Aí estão mais dois casos em que se torna necessário criar legislação que salvaguarde os abusos. No futebol o problema começa logo pela falta de ética da propria lei...

Joshua disse...

Tiago, Ética e Política não têm de ser um paradoxo. Mas não nesta vida.

Tiago R. Cardoso disse...

Sniqper,
Exactamente, dar uns tiros para o ar, mas nomes nada, o importante é fazer barulho.

Bluegift,
Perfeitamente de acordo, a lei deveria se ir adaptando de forma a tapar os buracos que vão aparecendo.
Um exemplo concreto, porque é que existe tanto tempo entre as eleições e a tomada de posse do novo executivo ?

Joshua,
Eu sou um ingénuo, acredito que a ética, a honra, a palavra deveriam ser a base da politica, mas tens razão, não nesta vida.

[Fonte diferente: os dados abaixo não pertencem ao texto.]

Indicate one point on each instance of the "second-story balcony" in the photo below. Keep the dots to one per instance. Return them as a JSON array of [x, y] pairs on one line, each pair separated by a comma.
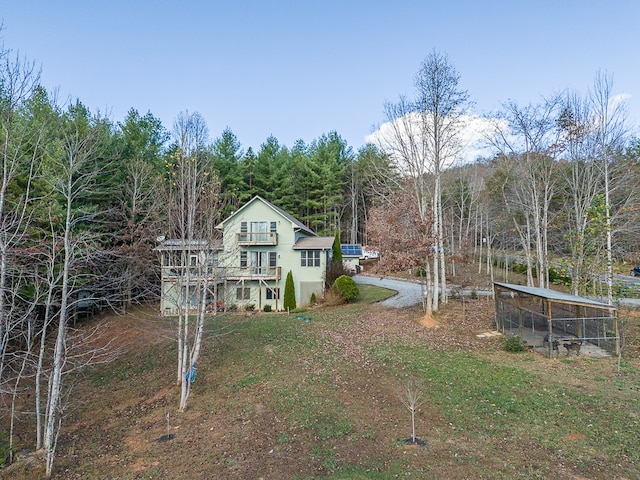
[[257, 238], [194, 275]]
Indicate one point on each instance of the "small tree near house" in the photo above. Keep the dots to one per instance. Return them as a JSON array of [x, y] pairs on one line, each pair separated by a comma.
[[336, 250], [335, 268], [412, 396], [289, 293]]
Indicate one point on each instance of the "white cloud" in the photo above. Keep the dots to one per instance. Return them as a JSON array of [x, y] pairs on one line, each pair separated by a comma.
[[473, 133]]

Compadre Alentejano disse...

Éticamente este governo ou melhor, esta espécie de governo, já não devia estar lá. Com tanta trapalhada e malfeitorias que tem feito já devia ter "basado"...e de uma vez para sempre...
Um abraço
Compadre Alentejano

Carol disse...

Tiago, meu amigo, passei aqui de fugida. Tão de fugida que nem li os comentários que já foram feitos. Como é óbvio, tens razão quando dizes que ética e política não andam de braço dado, antes de candeias às avessas. Mas tinha que deixar aqui umas achas para a fogueira:

- Será ético um professor dar explicações remuneradas aos próprios alunos?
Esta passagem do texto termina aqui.